We will complete a series of exercises to explore the use of Data-centric AI (DCAI) in practice. Please feel free to return to this notebook to refresh those skills.

# Section 0. Setup and configuration

We will ensure that all attendees can access and run notebooks using Google Colab, including Python dependencies.

In [None]:
# Installing needed packages
%pip install langkit[all]
%pip install whylogs[viz,image]

In [None]:
%pip install Pillow==9.0.0

In [None]:
# Collecting files and resources
!curl https://whylabs-public.s3.us-west-2.amazonaws.com/workshops/dcai_workshop_resources.zip -o resources.zip
!unzip resources.zip

In [None]:
# Importing needed packages for all sections
import glob
import pandas as pd
import seaborn as sns
import whylogs as why

import helpers

from sklearn.ensemble import (
    RandomForestRegressor,
    AdaBoostRegressor,
    ExtraTreesRegressor
)
from sklearn.metrics import (
    mean_absolute_error,
    mean_absolute_percentage_error
)
from whylogs.viz import NotebookProfileVisualizer
from whylogs.extras.image_metric import log_image

If you haven't gotten any errors, the we're all set!

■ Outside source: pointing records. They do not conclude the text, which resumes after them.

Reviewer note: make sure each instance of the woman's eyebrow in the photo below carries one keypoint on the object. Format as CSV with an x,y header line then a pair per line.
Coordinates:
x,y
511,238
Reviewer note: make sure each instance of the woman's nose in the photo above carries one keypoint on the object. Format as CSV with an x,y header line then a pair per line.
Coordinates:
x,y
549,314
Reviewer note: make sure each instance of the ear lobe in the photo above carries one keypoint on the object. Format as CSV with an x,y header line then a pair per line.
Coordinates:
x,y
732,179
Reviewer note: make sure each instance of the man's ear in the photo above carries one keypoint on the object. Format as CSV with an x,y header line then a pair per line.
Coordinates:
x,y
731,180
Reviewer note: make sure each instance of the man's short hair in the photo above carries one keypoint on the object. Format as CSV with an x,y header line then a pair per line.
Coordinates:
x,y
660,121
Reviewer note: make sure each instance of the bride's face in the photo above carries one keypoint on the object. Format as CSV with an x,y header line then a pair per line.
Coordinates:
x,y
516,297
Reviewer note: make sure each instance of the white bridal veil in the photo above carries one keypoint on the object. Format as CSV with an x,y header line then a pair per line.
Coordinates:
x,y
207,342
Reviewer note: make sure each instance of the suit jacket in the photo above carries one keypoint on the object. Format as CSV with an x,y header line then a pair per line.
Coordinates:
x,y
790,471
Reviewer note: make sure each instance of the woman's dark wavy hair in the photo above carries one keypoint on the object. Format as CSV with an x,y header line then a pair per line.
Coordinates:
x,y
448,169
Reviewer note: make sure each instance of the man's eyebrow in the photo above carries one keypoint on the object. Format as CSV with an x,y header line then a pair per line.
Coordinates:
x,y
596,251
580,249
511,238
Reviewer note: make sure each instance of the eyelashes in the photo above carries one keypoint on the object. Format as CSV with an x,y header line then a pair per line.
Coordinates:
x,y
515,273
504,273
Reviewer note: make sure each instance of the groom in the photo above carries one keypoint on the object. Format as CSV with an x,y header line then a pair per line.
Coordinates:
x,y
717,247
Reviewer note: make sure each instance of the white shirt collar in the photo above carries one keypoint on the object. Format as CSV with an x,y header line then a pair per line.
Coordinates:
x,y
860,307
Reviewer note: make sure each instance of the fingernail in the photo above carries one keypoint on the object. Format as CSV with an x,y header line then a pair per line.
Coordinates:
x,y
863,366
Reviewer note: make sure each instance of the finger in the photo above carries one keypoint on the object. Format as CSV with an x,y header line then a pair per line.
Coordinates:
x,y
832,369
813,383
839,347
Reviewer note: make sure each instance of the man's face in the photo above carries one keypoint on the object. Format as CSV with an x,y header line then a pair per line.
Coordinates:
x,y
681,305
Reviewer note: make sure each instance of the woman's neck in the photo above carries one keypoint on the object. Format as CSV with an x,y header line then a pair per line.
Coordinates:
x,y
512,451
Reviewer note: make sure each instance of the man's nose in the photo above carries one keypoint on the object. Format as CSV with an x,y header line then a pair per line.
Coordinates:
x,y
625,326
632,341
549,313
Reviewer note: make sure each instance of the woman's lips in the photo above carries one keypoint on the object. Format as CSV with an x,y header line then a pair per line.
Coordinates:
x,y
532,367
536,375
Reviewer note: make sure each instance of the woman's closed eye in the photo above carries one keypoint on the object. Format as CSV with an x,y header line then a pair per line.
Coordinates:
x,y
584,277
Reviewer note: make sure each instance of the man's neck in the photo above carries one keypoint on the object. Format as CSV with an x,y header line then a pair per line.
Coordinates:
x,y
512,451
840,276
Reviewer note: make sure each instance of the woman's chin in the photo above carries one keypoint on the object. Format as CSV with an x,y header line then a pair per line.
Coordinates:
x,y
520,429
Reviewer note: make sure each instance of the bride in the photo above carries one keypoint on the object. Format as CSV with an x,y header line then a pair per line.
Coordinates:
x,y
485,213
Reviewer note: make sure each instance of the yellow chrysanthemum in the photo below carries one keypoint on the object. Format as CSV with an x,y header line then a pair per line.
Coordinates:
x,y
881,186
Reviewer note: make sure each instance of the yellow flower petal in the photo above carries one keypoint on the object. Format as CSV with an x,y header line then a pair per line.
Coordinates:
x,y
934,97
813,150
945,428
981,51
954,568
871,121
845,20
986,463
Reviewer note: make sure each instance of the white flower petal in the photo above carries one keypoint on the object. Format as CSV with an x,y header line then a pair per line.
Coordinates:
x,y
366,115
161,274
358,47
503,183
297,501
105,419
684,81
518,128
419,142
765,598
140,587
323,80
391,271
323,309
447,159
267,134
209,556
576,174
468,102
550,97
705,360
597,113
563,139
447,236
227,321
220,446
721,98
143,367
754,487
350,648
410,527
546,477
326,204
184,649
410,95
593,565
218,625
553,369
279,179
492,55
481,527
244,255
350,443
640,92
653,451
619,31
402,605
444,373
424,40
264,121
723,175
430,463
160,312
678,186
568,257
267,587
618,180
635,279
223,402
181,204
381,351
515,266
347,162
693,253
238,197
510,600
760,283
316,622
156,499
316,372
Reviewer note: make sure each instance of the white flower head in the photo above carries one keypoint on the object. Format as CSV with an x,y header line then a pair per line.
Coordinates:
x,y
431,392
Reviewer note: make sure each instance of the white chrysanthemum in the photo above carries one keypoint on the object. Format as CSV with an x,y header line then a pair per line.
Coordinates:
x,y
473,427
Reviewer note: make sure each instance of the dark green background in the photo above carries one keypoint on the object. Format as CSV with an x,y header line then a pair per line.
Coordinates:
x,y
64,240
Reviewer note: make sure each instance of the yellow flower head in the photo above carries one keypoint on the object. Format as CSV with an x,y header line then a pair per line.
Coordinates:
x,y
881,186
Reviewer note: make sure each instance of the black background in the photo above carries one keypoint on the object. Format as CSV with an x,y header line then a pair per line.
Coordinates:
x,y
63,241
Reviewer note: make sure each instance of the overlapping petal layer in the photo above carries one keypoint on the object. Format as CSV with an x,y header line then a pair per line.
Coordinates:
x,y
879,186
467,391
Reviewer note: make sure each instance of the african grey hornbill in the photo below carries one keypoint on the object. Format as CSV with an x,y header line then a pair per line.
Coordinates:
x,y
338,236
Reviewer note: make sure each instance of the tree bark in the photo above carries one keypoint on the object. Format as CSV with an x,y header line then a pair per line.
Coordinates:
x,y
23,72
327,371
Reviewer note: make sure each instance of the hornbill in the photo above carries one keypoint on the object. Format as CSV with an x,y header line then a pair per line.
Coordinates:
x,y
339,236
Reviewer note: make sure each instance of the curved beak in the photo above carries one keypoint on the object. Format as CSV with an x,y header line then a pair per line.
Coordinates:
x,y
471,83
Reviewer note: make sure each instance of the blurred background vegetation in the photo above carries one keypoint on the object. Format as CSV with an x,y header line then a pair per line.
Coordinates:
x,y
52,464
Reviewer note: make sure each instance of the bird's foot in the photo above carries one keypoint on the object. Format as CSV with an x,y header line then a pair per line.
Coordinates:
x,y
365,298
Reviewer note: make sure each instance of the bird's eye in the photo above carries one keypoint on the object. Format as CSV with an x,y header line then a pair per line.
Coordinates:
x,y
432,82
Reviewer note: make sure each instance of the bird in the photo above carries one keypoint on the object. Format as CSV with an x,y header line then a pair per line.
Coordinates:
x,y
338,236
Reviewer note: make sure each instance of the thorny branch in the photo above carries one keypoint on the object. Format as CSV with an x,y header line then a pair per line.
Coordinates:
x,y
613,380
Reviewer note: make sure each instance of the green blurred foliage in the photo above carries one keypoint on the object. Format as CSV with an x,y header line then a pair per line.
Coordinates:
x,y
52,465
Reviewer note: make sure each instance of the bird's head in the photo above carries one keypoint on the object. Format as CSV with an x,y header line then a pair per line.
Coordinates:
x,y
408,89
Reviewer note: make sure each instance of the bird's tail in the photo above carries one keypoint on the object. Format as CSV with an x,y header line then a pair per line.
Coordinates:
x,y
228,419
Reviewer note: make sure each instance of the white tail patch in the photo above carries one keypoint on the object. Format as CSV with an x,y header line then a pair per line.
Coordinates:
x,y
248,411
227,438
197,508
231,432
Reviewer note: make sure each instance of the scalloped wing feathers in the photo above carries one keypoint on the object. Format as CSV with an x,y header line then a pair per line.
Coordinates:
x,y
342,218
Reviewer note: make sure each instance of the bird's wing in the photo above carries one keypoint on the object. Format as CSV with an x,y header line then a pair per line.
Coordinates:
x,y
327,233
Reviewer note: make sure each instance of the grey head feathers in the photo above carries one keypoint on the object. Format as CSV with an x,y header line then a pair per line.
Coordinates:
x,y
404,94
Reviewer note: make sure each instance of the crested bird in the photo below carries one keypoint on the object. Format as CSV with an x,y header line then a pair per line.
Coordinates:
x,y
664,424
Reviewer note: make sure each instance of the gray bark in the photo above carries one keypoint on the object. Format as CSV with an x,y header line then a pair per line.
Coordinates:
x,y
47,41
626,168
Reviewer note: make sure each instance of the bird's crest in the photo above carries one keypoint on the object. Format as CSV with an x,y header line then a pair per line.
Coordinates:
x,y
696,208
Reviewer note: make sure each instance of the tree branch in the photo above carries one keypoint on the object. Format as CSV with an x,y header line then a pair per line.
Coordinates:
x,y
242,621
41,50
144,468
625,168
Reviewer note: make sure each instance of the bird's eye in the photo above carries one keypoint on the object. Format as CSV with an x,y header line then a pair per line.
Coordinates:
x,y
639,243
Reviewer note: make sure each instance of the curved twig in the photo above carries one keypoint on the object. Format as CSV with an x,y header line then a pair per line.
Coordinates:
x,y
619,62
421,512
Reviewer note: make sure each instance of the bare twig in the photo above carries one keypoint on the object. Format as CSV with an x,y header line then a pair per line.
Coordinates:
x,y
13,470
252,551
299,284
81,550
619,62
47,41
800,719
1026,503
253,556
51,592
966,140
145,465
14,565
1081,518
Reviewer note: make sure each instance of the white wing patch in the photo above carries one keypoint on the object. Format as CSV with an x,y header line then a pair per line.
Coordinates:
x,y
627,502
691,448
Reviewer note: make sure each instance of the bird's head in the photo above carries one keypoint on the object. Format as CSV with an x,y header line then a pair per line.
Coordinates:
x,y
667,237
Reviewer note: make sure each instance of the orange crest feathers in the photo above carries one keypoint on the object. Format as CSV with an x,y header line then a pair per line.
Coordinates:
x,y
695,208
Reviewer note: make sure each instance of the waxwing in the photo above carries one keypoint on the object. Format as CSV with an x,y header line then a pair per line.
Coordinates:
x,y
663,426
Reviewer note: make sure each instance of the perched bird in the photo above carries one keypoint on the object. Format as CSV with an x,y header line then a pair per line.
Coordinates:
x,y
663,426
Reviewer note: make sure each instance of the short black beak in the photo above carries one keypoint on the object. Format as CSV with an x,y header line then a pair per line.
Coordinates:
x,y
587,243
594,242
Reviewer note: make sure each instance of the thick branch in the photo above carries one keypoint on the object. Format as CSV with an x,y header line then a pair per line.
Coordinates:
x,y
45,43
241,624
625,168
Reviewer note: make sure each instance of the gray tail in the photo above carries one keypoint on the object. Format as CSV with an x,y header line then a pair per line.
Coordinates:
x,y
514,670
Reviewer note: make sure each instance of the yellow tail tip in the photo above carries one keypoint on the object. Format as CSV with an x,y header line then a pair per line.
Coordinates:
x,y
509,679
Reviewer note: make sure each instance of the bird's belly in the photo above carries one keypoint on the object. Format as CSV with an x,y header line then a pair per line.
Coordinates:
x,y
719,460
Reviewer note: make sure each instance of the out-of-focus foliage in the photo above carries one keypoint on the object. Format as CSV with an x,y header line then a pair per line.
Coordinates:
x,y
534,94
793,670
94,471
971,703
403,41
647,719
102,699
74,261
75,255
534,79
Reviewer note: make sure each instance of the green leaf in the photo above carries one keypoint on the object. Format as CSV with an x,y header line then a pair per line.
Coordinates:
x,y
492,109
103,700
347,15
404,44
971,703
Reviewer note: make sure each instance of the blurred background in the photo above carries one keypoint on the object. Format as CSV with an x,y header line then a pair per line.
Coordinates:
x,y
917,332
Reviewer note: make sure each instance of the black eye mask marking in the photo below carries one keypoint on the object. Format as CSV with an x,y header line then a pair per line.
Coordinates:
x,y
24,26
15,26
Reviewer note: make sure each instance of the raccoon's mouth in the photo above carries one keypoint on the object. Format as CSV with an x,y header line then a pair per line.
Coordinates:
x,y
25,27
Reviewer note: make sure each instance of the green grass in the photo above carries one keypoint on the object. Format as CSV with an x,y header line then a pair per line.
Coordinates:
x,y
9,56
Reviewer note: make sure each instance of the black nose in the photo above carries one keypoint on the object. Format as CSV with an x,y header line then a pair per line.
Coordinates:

Let's minimize **Section 0** to make others easier to find.

# Section 1. Model-centric vs data-centric AI

We will demonstrate how dataset cleaning and iteration using a single simple model can be just as if not more effective than iteration on model architectures.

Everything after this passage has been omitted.